05-0.5% by weight, c) ionic non-surface-active organic or inorganic compounds 0-25
% by weight, the weight ratio a:b is within the range of 2.5:1 to 10:1, and the zero shear viscosity at 10°C is at least 500
mPa・sec, No. at 20°C. Pruckfield viscosity less than 500 mPasec using 3 spindles,
and a thickened aqueous cleaning composition characterized in that it exhibits a modal relaxation time of up to 0.5 seconds at 10°C. 2. A thickened aqueous cleaning composition according to claim 1, wherein component (b) is present in an amount of 0.01 to 0.25% by weight. 3. The thickened aqueous cleaning composition according to claim 1 or 2, wherein component (b) is selected from sodium xylene sulfonate and sodium cumene sulfonate. 4, and also salicylic acid and its 5-sulfo and 3,5
-dimethyl derivatives, m- and p-chlorobenzoic acid, p
- Compounds selected from bromobenzoic acid, p-toluic acid and m-nitrobenzoic acid and mixtures thereof 0.

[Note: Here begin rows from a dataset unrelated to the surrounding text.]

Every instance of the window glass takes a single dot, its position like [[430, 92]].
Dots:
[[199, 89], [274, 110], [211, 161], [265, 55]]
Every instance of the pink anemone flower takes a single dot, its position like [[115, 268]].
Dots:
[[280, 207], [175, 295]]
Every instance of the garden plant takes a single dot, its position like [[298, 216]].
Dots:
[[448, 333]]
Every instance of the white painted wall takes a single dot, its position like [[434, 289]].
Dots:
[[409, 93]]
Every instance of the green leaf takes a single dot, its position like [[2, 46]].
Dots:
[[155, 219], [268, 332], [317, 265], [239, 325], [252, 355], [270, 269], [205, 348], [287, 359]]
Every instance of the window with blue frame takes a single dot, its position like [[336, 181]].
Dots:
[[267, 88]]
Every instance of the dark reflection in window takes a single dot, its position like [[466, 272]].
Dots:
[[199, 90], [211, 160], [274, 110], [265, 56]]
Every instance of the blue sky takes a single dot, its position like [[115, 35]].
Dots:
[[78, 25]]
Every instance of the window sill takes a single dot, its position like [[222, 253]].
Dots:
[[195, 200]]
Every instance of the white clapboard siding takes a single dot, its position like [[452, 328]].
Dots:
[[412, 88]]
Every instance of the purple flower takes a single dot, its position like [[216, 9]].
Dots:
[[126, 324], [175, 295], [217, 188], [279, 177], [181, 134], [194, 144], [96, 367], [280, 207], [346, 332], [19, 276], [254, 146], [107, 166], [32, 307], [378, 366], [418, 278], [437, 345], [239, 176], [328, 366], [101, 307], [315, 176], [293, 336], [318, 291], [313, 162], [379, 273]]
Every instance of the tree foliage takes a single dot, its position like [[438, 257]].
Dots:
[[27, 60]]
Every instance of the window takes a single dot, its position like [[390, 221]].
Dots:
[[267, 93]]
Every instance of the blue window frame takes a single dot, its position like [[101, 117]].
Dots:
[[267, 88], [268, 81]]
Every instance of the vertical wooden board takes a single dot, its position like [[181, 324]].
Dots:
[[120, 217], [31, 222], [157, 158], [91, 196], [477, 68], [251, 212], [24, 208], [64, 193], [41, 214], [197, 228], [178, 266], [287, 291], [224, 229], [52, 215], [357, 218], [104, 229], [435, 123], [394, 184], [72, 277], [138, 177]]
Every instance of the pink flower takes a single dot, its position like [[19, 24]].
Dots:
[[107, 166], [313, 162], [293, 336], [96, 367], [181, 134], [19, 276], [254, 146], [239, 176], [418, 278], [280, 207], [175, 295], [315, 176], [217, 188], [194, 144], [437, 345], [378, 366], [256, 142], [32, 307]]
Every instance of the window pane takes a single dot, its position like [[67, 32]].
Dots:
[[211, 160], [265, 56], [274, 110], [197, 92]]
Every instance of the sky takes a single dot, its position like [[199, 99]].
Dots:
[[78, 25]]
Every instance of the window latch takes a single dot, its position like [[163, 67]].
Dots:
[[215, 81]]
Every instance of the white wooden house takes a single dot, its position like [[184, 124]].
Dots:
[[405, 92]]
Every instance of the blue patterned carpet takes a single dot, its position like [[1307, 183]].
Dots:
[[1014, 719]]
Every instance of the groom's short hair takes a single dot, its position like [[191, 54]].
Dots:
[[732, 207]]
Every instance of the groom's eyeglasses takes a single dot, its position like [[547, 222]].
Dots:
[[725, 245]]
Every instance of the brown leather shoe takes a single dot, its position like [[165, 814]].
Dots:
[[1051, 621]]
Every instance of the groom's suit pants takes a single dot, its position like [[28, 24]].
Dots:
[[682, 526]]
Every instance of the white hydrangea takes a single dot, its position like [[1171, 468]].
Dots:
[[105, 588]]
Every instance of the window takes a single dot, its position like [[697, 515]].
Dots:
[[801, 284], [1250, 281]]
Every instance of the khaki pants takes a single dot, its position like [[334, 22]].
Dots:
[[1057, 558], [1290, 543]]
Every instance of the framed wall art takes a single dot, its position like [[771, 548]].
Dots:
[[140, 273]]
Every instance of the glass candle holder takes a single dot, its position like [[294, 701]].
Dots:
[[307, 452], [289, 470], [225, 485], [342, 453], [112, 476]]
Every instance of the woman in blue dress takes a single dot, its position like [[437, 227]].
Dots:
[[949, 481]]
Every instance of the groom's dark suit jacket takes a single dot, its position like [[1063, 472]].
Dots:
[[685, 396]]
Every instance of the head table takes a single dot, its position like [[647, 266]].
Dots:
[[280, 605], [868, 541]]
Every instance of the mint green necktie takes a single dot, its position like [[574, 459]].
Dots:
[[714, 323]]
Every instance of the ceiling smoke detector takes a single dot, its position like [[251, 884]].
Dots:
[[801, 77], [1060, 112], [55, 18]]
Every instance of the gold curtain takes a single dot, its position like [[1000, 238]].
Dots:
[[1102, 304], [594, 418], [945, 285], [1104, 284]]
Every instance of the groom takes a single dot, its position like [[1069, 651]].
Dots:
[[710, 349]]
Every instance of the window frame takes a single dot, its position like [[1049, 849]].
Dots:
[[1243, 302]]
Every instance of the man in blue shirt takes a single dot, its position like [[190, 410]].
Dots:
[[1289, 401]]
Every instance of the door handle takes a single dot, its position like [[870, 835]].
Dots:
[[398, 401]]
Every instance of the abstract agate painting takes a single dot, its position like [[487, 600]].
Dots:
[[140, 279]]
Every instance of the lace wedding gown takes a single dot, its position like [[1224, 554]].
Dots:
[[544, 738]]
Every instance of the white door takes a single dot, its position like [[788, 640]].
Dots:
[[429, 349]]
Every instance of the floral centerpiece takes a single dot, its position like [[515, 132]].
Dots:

01 to 0.1% by weight, provided that the weight of said compound does not exceed 25% by weight of the alkali metal benzene sulfonate or naphthalene sulfonate present. The thickened aqueous cleaning composition according to any one of the above. 5. A thickened aqueous cleaning composition according to claim 4, wherein the compound is selected from m- and p-chlorobenzoic acid. 6. The thickened aqueous cleaning composition according to any one of claims 1 to 5, which contains a co-surfactant in an amount not exceeding the amount of amine oxide present. 7. The auxiliary surfactant is an alkanoate of an alkali metal or an alkaline earth metal, a C_1_1 to C_1_3 alkylbenzene sulfonate, s-C_1_2 to C_1_8
an anionic surfactant selected from alkanesulfonates, C_1_2-C_1_6 alkyl sulfates and their ethoxylated derivatives containing up to 4 ethoxy groups per molecule, and mixtures of any of the foregoing; 7. A thickened aqueous cleaning composition according to claim 6, wherein the surfactant is present in an amount of 0.1 to 20% by weight of the mixture of amine oxide and anionic surfactant. 8. Non-surface-active organic or inorganic ionic compounds include alkali metal or ammonium citrates, formates, acetates or succinates, hydroxides, sulfates, halides, carbonates, nitrates, orthophosphates. , pyrophosphate,
8. A thickened aqueous cleaning composition according to any one of claims 1 to 7, selected from polyphosphates, aminopolycarboxylates, aminopolyphosphonates and mixtures of any thereof. 9. A thickened aqueous cleaning composition according to any one of claims 1 to 5, wherein amine oxide is the only surfactant species present. 10. The thickened aqueous cleaning composition according to claim 9, wherein R_1 is a linear alkyl group having an average carbon chain length within the range of C_1_4_ to_1_5. 11. Component (c) has an ionic strength of 5.0 gmol/dm^
11. A thickened aqueous cleaning composition according to claim 9 or claim 10 which provides a viscosity of 3 or less. 12. The thickened aqueous cleaning composition according to claim 11, wherein component (c) comprises a mixture of sodium hypochlorite, sodium chloride, and sodium hydroxide. 13. Hypochlorite is present in an amount of 1 to 10% by weight, sodium chloride is present in an amount of 1 to 10% by weight, and sodium hydroxide is present in an amount of 0.5 to 1.5% by weight. A thickened aqueous cleaning composition according to claim 12, as claimed. 14. The thickener according to any one of claims 1 to 13, which contains at least 400 ppm of at least one monocyclic or bicyclic monoterpene alcohol or an ester thereof with a C_2 to C_3 alkanoic acid. Aqueous cleaning composition.